Poskotapetir.my.id – Riyadh/Washington – Konflik bersenjata antara Iran dan Amerika Serikat di kawasan Timur Tengah kian memanas setelah serangan terbaru Iran menghantam pangkalan militer di Arab Saudi. Serangan yang melibatkan rudal balistik dan drone tersebut menyebabkan korban luka di pihak militer Amerika Serikat terus bertambah hingga melampaui 300 orang.
Serangan terbaru dilaporkan menargetkan Pangkalan Udara Prince Sultan di Arab Saudi pada Jumat (27/3/2026) waktu setempat. Dalam insiden ini, sedikitnya 10 hingga 15 personel militer AS mengalami luka-luka, dengan beberapa di antaranya dalam kondisi serius.
Pejabat militer AS menyebutkan bahwa serangan dilakukan menggunakan kombinasi rudal dan puluhan drone yang berhasil menembus sebagian sistem pertahanan udara. Selain menimbulkan korban, serangan juga menyebabkan kerusakan pada sejumlah aset militer, termasuk pesawat pengisian bahan bakar di pangkalan tersebut.
Secara akumulatif, sejak konflik dimulai pada akhir Februari 2026, jumlah tentara AS yang terluka kini telah melampaui angka 300 orang. Sebagian besar korban telah kembali bertugas, namun sejumlah lainnya masih menjalani perawatan intensif.
Selain korban luka, tercatat sedikitnya 13 personel militer AS tewas dalam rangkaian konflik yang terus berlangsung selama lebih dari satu bulan terakhir.
Eskalasi ini menunjukkan bahwa Iran masih memiliki kemampuan ofensif yang signifikan, meskipun sebelumnya Amerika Serikat dan sekutunya telah melancarkan ribuan serangan terhadap target-target di wilayah Iran.
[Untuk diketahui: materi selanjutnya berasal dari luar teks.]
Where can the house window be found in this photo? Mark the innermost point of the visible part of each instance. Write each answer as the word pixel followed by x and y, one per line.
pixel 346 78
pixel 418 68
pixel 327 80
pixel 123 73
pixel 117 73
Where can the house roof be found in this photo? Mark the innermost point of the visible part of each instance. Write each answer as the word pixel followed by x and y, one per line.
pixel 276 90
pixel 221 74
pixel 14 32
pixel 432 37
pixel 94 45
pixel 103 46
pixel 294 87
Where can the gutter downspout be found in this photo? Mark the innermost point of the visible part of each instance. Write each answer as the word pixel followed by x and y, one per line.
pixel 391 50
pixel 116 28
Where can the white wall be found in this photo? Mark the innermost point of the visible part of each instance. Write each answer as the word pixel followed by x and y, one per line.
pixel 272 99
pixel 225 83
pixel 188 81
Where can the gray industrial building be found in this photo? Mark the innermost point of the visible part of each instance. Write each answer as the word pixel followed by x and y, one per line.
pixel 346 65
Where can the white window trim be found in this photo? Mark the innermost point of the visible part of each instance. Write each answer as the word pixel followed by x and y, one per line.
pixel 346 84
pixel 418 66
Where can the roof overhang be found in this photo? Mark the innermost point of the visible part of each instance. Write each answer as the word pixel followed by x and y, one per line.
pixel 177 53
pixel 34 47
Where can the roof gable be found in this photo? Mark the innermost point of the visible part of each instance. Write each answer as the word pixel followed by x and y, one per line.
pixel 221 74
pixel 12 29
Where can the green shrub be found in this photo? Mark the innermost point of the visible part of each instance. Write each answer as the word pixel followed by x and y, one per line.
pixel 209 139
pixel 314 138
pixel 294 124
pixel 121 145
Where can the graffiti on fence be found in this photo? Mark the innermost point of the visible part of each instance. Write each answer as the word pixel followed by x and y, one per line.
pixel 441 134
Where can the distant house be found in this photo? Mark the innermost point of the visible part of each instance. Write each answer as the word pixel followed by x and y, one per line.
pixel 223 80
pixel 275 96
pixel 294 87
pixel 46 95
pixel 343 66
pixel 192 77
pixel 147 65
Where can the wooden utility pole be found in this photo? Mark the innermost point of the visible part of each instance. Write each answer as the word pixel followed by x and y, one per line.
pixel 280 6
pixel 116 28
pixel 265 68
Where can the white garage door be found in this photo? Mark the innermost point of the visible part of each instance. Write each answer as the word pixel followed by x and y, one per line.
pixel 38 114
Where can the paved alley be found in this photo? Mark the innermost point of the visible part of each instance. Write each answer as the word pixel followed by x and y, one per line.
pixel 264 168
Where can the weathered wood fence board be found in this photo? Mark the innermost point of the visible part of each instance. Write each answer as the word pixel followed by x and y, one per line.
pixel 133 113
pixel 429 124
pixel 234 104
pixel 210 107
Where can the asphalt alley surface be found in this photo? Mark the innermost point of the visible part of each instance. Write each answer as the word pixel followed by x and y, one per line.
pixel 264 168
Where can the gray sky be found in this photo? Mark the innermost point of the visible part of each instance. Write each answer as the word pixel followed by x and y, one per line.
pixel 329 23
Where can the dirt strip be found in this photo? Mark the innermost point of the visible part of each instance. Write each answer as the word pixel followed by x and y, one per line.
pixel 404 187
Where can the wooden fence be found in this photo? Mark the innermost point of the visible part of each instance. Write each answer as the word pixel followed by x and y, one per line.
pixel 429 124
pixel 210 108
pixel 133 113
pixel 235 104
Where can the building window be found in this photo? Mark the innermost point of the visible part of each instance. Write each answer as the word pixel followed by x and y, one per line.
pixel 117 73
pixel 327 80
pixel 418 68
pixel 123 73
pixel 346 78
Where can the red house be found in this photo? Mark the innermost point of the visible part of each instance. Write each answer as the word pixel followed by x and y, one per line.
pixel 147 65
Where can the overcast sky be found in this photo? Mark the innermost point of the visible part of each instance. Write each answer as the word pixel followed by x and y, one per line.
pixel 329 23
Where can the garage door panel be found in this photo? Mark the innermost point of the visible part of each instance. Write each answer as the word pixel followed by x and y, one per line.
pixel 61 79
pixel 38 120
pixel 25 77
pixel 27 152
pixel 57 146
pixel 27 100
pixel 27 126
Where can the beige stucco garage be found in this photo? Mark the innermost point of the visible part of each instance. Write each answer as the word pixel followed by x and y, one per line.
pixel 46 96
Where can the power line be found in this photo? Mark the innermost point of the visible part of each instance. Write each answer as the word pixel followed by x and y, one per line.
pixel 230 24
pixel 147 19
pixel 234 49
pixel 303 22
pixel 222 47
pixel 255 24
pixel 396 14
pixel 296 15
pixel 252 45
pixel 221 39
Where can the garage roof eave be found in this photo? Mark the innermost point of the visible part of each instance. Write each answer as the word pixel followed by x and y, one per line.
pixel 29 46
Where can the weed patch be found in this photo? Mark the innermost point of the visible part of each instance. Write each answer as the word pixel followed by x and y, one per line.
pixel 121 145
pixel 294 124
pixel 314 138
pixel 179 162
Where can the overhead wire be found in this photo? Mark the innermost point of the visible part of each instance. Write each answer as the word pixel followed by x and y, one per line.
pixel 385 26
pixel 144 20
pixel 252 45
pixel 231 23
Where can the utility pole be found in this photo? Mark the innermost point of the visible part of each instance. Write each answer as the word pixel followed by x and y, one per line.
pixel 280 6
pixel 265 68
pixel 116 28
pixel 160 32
Sebagai respons, militer AS dilaporkan terus memperkuat kehadirannya di kawasan Timur Tengah dengan mengirim tambahan pasukan, kapal perang, serta kelompok tempur kapal induk guna mengantisipasi potensi serangan lanjutan.
Situasi ini memicu kekhawatiran akan meluasnya konflik di kawasan, terutama dengan meningkatnya intensitas serangan lintas negara serta potensi keterlibatan lebih banyak pihak dalam perang yang masih berlangsung tersebut.